The GOP is at its lowest point politically since the aftermath of Watergate, or so conventional wisdom goes. Erstwhile Republicans like Colin Powell, Meghan McCain and Arlen Specter have shed the party label like so much dry skin in order to polish their tarnished historical legacy, gain a little media notoriety or to save their electoral bacon.
One constituency has remained true blue though, standing behind the Grand Old Party despite being down by two touchdowns in the fourth quarter. That is members of the Seattle Seahawks. Consider the latest.
Head coach Jim Mora is scheduled to be the headline speaker at "Republican" county councilmember Kathy Lambert's re-election kickoff breakfast on May 29 in Bellevue.Mora is but one of a long line of Hawks who have donned the GOP jersey despite playing football in an overwhelmingly liberal, Democrat sports town.
In 2007, QB Matt Hasselback and former fullback Mack Strong were center stage for a fundraiser at the Bellevue Hyatt greeting former President George W. Bush and presenting him with an honorary jersey. Despite leading the team to its only Super Bowl appearance, the duo's actions caused an uproar amongst some of Seattle's more culturally sensitive denizens.
Other Seahawks have traded blue for red as well. Robbie Tobeck, a former Pro Bowl center for the squad, was the keynote speaker at two-time gubernatorial silver medalist Dino Rossi's 2008 campaign kickoff. Of course, topping them all is Hall of Fame receiver Steve Largent, who was a GOP congressman in Oklahoma during the late 1990s.

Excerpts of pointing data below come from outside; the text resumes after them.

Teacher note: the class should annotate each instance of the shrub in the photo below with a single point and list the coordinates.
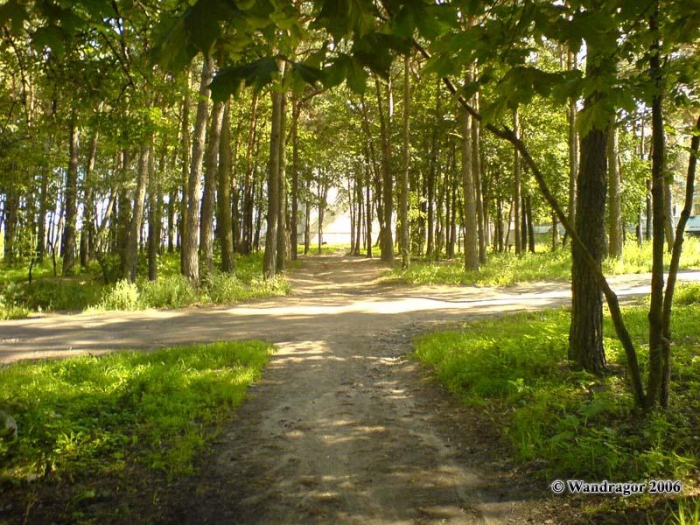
(122, 296)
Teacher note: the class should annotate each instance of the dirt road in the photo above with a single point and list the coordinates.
(343, 428)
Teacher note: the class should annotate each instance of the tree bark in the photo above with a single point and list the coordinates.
(573, 147)
(387, 243)
(471, 251)
(615, 215)
(405, 234)
(87, 234)
(658, 154)
(190, 267)
(224, 222)
(206, 234)
(516, 188)
(69, 233)
(296, 110)
(586, 331)
(153, 216)
(273, 188)
(132, 243)
(280, 262)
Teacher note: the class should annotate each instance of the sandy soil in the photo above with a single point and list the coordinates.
(344, 427)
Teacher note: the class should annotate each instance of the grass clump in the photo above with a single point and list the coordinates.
(171, 290)
(83, 418)
(568, 422)
(506, 269)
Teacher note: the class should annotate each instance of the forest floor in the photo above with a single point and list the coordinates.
(344, 427)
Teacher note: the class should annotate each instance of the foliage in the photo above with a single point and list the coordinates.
(505, 269)
(88, 417)
(567, 422)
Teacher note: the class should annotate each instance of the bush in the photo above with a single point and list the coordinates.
(122, 296)
(173, 291)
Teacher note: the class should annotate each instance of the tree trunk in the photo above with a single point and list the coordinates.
(132, 243)
(430, 204)
(190, 267)
(471, 251)
(387, 243)
(280, 262)
(185, 134)
(273, 188)
(658, 153)
(87, 233)
(224, 222)
(573, 148)
(615, 216)
(476, 170)
(296, 110)
(586, 332)
(69, 233)
(153, 216)
(248, 200)
(516, 188)
(206, 234)
(405, 235)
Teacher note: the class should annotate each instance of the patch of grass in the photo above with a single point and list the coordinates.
(171, 290)
(86, 417)
(505, 269)
(567, 423)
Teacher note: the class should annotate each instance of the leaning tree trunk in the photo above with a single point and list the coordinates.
(224, 222)
(190, 255)
(586, 331)
(206, 234)
(69, 233)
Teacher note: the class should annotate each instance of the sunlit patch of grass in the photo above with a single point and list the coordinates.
(93, 414)
(171, 290)
(568, 422)
(505, 269)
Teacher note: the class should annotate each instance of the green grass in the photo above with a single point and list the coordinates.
(86, 290)
(505, 269)
(85, 418)
(567, 423)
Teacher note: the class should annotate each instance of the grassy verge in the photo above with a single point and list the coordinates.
(564, 423)
(504, 269)
(86, 291)
(91, 427)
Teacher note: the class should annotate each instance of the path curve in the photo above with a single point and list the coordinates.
(343, 428)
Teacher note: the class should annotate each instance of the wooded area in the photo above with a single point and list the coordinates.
(218, 126)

A final note about the Mora gig: Yes, King County elected offices are technically "non-partisan". And Lambert, formerly an elected Republican, is now officially a non-partisan candidate. But county office holders still refer to themselves, in private, as party members, while still attending party fundraisers and events. And when you have two county council members and county exec aspirants, Dow Constantine and Larry Phillips, calling themselves "Democrats" at candidate forums, it goes to show that sometimes labels are worth a lot more than the paper they're printed on.